Les avis prévus par les articles R. 743-3 et R . 743-4 du CESEDA ayant été donnés par le greffier ;
Vu la requête reçue au greffe le 09 Janvier 2026 à 16h45 enregistrée sous le numéro N° RG 26/00118 – N° Portalis DBX2-W-B7K-LLLX présentée par Monsieur LE PREFET DU VAR concernant :
Monsieur [V] [S]
né le 19 Septembre 1991 à [Localité 1] NIGERIA
de nationalité Nigérienne ;
Vu l’arrêté préfectoral ordonnant une obligation de quitter le territoire français en date du 07 novembre 2025 et notifié le 12 novembre 2025 ayant donné lieu à une décision de placement en rétention en date du 07 novembre 2025 notifiée le 12 novembre 2025 à 08h15
Attendu que Monsieur le Préfet requérant, régulièrement avisé, est représenté par Monsieur [C] [I], fonctionnaire administratif assermenté ;
Attendu que la personne concernée par la requête est assistée de Me Charlene MOUSSAVOU , avocat commis d’office, désigné par Madame le Bâtonnier du Barreau de NÎMES, qui a pris connaissance de la procédure et s’est entretenu librement avec son client ;
Attendu qu’en application de l’article L. 141-2 du Code de l’entrée et du séjour des étrangers et du droit d’asile la personne étrangère présentée a déclaré au début de la procédure comprendre et savoir lire la langue Anglaise et a donc été entendue avec l’assistance d’un interprète en cette langue, Madame [L] [F] inscrite sur une des listes des experts de la Cour d’Appel
DEROULEMENT DES DEBATS
Me Charlene MOUSSAVOU ne soulève aucune nullité de procédure ;
Le représentant de la Préfecture : OQTF avec interdiction de retour de 5 ans confirmée par le Tribunal administratif en décembre. Il s’est déclaré Nigérien durant ses auditions. Il aurait des parents du Niger mais serait né au Nigéria. Il déclare avoir un passeport en Italie, si nous pouvions avoir la copie de ce passeport nous pourrions connaître sa véritable nationalité. Nous attendons la réponse du Nigéria et saisirons le Niger le cas échéant. Menace à l’ordre public.

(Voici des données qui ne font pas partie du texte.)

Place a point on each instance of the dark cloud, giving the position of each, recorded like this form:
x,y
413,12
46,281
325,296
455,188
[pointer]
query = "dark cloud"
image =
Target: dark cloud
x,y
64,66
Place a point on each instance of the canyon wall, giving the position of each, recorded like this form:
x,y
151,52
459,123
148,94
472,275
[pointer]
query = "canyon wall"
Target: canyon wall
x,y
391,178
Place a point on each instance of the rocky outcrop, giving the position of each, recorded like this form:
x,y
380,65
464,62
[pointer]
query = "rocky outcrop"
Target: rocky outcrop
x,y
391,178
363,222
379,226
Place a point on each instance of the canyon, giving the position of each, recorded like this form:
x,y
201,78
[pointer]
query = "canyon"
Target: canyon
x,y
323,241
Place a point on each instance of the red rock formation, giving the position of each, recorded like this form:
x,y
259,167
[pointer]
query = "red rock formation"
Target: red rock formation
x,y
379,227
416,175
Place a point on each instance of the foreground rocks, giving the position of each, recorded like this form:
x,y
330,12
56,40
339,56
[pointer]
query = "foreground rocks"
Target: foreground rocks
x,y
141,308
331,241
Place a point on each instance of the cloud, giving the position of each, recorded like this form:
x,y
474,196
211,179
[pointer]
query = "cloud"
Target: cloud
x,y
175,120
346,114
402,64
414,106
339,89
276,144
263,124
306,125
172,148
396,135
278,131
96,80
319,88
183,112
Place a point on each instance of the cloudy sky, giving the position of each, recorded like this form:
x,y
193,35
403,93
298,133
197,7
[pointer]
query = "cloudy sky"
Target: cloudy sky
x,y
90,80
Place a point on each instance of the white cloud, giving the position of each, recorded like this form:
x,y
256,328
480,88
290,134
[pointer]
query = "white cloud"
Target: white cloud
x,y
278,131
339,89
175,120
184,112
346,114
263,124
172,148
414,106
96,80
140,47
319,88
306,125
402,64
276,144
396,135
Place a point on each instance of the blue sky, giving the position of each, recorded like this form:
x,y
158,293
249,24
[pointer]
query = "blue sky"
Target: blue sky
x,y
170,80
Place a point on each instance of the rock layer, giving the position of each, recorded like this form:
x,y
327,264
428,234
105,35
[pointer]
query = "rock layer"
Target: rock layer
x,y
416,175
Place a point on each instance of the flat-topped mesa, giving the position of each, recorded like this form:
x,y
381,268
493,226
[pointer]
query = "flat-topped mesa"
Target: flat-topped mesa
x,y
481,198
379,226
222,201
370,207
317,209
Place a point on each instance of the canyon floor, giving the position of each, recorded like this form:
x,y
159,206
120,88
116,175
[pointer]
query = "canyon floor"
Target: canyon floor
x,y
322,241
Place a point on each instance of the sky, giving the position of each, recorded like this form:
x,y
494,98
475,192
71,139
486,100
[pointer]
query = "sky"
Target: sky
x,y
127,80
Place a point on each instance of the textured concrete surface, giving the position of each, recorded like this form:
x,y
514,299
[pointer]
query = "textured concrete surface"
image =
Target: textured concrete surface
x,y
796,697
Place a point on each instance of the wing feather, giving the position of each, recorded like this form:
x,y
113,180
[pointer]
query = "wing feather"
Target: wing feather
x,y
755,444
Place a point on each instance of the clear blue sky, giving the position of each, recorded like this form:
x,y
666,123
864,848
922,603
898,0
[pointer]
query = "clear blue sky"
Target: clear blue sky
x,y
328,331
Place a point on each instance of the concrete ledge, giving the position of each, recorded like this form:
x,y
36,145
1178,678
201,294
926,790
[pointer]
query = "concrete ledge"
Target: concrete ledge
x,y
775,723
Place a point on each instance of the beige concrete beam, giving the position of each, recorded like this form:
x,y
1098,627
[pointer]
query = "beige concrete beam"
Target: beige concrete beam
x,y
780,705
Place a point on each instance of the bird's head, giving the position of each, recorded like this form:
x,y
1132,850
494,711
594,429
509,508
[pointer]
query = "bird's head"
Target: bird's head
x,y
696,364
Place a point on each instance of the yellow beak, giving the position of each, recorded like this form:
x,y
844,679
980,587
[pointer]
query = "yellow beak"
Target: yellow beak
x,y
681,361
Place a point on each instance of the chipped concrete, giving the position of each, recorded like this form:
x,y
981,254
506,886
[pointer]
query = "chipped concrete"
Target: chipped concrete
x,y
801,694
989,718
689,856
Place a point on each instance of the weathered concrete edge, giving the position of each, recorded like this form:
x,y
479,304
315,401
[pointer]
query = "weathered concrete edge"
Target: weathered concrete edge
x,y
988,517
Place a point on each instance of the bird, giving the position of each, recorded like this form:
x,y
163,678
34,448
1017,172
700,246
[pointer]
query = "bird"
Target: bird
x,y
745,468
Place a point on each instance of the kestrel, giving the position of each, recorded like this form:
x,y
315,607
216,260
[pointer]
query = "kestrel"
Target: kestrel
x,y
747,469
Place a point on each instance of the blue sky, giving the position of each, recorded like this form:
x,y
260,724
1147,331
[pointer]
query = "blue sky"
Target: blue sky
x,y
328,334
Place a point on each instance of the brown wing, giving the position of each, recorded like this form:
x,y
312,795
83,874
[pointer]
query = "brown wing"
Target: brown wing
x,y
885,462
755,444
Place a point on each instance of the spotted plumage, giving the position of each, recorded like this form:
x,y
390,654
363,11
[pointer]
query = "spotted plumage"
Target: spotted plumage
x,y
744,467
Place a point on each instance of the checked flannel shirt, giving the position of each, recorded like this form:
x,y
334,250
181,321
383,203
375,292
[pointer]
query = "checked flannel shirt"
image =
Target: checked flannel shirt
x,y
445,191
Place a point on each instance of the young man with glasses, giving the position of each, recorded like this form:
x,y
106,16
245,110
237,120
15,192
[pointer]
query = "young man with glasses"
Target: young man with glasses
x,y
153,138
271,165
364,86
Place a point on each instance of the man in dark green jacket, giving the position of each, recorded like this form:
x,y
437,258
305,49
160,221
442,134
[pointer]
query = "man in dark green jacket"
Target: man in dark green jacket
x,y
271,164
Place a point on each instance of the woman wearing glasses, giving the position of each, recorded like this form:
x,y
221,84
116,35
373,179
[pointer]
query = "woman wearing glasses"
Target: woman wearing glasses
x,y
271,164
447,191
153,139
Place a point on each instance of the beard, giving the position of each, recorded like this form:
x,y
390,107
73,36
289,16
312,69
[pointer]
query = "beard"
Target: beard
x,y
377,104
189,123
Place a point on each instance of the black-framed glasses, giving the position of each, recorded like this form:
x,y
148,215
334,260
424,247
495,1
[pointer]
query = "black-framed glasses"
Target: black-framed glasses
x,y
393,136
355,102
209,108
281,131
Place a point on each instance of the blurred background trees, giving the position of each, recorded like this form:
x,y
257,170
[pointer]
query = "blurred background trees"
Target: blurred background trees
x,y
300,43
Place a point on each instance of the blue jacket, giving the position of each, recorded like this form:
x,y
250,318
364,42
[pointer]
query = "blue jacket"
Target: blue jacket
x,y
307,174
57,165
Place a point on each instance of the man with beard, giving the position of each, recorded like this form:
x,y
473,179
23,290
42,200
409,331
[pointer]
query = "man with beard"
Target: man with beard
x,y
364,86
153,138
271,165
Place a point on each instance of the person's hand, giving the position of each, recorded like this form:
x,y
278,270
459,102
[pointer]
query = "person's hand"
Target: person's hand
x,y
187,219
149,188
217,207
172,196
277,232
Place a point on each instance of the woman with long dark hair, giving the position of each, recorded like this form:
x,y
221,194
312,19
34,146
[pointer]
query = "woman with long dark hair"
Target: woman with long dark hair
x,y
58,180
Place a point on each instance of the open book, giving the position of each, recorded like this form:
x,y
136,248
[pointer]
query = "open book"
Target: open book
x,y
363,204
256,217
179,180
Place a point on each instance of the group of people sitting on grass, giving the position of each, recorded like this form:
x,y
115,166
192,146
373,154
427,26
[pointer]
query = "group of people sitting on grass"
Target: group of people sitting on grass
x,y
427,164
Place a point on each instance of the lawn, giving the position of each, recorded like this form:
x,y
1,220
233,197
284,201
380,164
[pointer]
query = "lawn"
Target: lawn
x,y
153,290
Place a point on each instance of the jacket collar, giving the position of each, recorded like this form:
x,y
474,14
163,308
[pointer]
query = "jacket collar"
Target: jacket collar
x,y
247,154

Sur le fond, le représentant de la Préfecture demande la prolongation de la rétention administrative de Monsieur [V] [S].
Sur le fond, Me Charlene MOUSSAVOU plaide le non renouvellement de la rétention administrative de son client pour les motifs suivant :
Il a indiqué au autorités, il est bien de nationalité Nigérianne. Il est né au Nigéria. Mais il a précisé que ses parents étaient d’origine Nigérienne. Il a donc aussi la nationalité Nigérienne. Cela ne pose aucun difficulté au aurotités Nigériannes de le reconnaître puisqu’il dispose des deux nationalités. Il n’est pas dans une démarche où il souhaite induire les autorités en erreur afin que l’enquête soit plus longue. Il n’y a pas mesure à le retenir plus longtemps puisqu’ils disposent de tous les élements.
Sur la menace, vous apprécierez, il a payé sa dette à la société.
Il m’indique qu’il n’a jamais eu connaissance de l’OQTF de 2022 qui lui aurait été adressée par LRAR, nous ne disposons pas de la preuve que cette OQTF lui a bien été délivrée.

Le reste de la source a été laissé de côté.